The countries that have achieved great success over the last 20 years or so have made up their mind what kind of football they want to play and have implemented plans over a generation to bring it about through teaching that style to young children and persevering with it, through the age levels, even if it does not bring instant success.

The similarity is that they manage to implement it at all levels at League clubs and the national team.

Related Article: Greg Dyke – His Speech – The Future of the England Team:  Here

Andros Townsend has progressed through the Spurs Academy to the England squad [Photo: Jav The_DoC_66]It is that co-operation between League and FA that England must achieve. That is why Greg Dyke genuinely does not want a war with the Premier League. I am not so convinced that they do not want a war with him though, or at least the Football Association and he represents the FA.

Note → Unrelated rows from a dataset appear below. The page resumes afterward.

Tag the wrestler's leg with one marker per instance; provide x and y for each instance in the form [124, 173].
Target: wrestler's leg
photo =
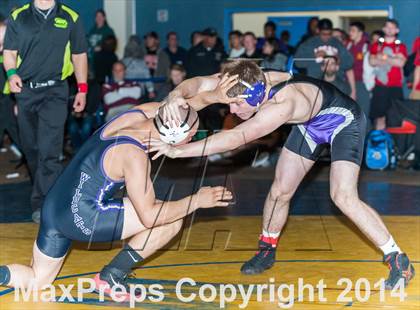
[343, 188]
[343, 183]
[146, 241]
[143, 242]
[42, 271]
[291, 169]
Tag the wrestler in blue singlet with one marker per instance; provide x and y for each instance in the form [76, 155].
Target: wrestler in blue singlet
[81, 205]
[340, 123]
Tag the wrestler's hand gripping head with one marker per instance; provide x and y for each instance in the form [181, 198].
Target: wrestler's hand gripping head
[174, 134]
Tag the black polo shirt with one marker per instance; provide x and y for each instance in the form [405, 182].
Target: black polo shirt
[45, 45]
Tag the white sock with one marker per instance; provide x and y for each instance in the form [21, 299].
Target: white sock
[390, 247]
[270, 235]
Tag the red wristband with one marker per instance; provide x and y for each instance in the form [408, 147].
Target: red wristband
[82, 88]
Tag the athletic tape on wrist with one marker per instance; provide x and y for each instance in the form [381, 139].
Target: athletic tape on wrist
[11, 72]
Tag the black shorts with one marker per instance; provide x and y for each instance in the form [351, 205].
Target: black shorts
[382, 98]
[344, 129]
[60, 226]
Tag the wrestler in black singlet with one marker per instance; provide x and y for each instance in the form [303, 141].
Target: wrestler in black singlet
[340, 123]
[81, 204]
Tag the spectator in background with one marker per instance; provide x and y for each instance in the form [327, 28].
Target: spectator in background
[331, 66]
[120, 95]
[285, 39]
[388, 56]
[81, 124]
[235, 44]
[368, 70]
[323, 45]
[270, 33]
[250, 44]
[340, 35]
[176, 76]
[155, 58]
[273, 59]
[312, 30]
[104, 59]
[135, 67]
[196, 38]
[98, 33]
[375, 36]
[358, 47]
[415, 91]
[206, 57]
[177, 54]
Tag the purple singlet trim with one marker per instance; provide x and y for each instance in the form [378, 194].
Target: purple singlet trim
[321, 127]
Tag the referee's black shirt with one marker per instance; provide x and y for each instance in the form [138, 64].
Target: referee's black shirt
[45, 45]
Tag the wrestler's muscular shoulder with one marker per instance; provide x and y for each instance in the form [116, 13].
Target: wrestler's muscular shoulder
[125, 157]
[302, 98]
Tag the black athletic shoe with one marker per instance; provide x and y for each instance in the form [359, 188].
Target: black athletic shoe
[264, 259]
[110, 277]
[399, 268]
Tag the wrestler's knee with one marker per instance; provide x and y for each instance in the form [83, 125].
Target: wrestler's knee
[344, 199]
[280, 193]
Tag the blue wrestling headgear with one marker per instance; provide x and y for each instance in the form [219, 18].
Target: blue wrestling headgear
[253, 94]
[175, 134]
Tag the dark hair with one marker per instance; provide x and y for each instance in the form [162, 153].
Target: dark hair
[270, 24]
[276, 48]
[393, 21]
[192, 36]
[325, 24]
[109, 44]
[337, 60]
[285, 33]
[247, 70]
[101, 11]
[119, 62]
[359, 25]
[178, 67]
[379, 33]
[250, 33]
[343, 34]
[152, 34]
[235, 33]
[170, 33]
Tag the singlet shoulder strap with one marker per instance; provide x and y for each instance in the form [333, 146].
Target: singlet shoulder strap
[296, 78]
[122, 139]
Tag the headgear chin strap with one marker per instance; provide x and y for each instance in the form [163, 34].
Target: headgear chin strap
[173, 134]
[253, 94]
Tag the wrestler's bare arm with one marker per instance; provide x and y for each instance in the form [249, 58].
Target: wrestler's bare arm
[150, 108]
[153, 212]
[268, 119]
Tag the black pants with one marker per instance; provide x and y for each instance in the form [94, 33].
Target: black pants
[41, 118]
[406, 110]
[382, 98]
[8, 119]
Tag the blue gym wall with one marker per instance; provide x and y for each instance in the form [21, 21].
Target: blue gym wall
[86, 8]
[188, 15]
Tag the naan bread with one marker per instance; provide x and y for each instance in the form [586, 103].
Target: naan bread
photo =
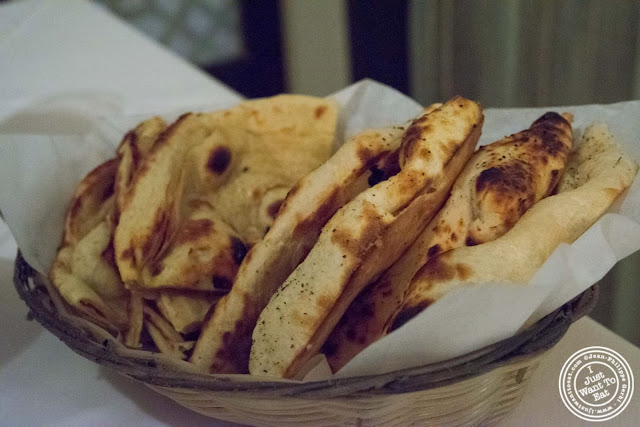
[132, 151]
[213, 183]
[223, 346]
[185, 312]
[596, 175]
[364, 238]
[84, 271]
[501, 181]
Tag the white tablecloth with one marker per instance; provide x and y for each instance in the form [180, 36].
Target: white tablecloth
[53, 47]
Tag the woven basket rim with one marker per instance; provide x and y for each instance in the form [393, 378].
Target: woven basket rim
[528, 343]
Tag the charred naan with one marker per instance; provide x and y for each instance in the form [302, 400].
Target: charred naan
[501, 181]
[223, 346]
[212, 184]
[84, 271]
[364, 238]
[597, 173]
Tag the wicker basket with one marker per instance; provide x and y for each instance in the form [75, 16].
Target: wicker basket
[479, 387]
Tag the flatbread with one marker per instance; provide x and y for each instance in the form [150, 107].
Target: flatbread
[223, 346]
[211, 185]
[185, 312]
[501, 181]
[132, 151]
[597, 173]
[84, 271]
[364, 238]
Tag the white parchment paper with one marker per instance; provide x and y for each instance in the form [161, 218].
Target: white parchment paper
[46, 150]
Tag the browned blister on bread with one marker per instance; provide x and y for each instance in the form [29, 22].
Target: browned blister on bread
[364, 238]
[499, 183]
[596, 174]
[211, 186]
[132, 151]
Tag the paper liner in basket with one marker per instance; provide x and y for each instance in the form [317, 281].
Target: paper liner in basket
[39, 172]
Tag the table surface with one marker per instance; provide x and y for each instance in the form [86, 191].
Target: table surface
[44, 382]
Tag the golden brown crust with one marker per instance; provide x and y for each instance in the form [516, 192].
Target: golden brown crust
[500, 182]
[363, 238]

You can’t get away from the fact that the Premier Leagues owners and sponsors are mostly foreign. It is not racist to say so, it is a plain fact and a foreign person is not going to put the interests of the nation he is a guest in above his own interests or those of his own home country. If someone from the United Arab Emirates or Russia or the USA is going to put his weight behind a country’s World Cup bid, it is going to be that of Qatar or Russia or the USA respectively, before the interests of the country where he has one of his businesses. If they own a football club in England then they are going to fill it with the best players they can afford to make the team as successful as possible. That’s what businessmen do. If those players are not English, what incentive do they have to replace them with English players, if those English players are not as good and will not bring them the same level of success and profits? So we have ended up not only with foreign owners but foreign players. This is in a country that invented the game and with the biggest most fanatical fan base prepared to dig deeper into their pockets to watch their team than anywhere else in the world, even through a recession.

The league clubs have invested in youth development. They have academies which are attempting to ensure that top quality youngsters develop and come through to the first team. They are not exclusive to English players but the nature of them being kids makes it more likely that a significant proportion of them will be English. There is some indication that these academies are having some success. Players like Jack Wilshere, Aaron Ramsey (Wales), Andros Townsend and Jack Rodwell are all examples of it bearing fruit but the country, the national team, needs much more.

In a recent interview on Sky, I think it was the youth development coach at Aston Villa that honestly and frankly said that even at the age of 15 and 16 approximately half the kids in the academy have not got what it takes to make to the top because they were not brought on in the right way from when they were children. He pinpointed the turning point as years ago when the school teachers went on strike and refused to take sports classes out of hours without being paid overtime. He didn’t criticise them for it – why should they work for nothing, particularly if they weren’t satisfied with their conditions and pay? However, whatever the rights and wrongs of the stance, in his view this led to sports classes not being compulsory in schools and many kids missed out on the football mentoring they got from these enthusiastic amateurs – and on the extended practice time and the opportunity to get noticed.

So, we need a scheme to reintroduce sport in school, P.E. teachers in every school (formerly known as “bastard” and hilariously retro portrayed by Phillip Glennister in the brilliant new sitcom “Big School”) and somewhere to play for every school. Compulsory P.E. including football on every curriculum. This should not seem like a tall order. We had it in the 60s when I was a kid, why not now?

Attitude to exercise.

Look at how many fat kids and parents there are now. Parents these days don’t make their kids exercise and watch because their parents in turn did not make them. Yet they are wandering about rolling in fat and will probably be the first generation to live shorter lives than the previous one because of this. I don’t believe it has much to do with fatty diets. As a child, you could not have had a fattier diet than me but I cycled 3 miles each way to school and back and played football in the yard every day for 45 minutes before assembly – and at break and at lunchtime until I was 16. That’s why I was skinny and fit. These days you are not even allowed to tell it like it is for fear of hurting their feelings. Has no one heard of tough love?

If teenage English footballers are not as good as foreign ones, surely playing alongside top class foreign ones has got to help them learn and improve? How do you encourage or persuade the team’s owners to play the English players if it is not so likely to bring them instant returns and success?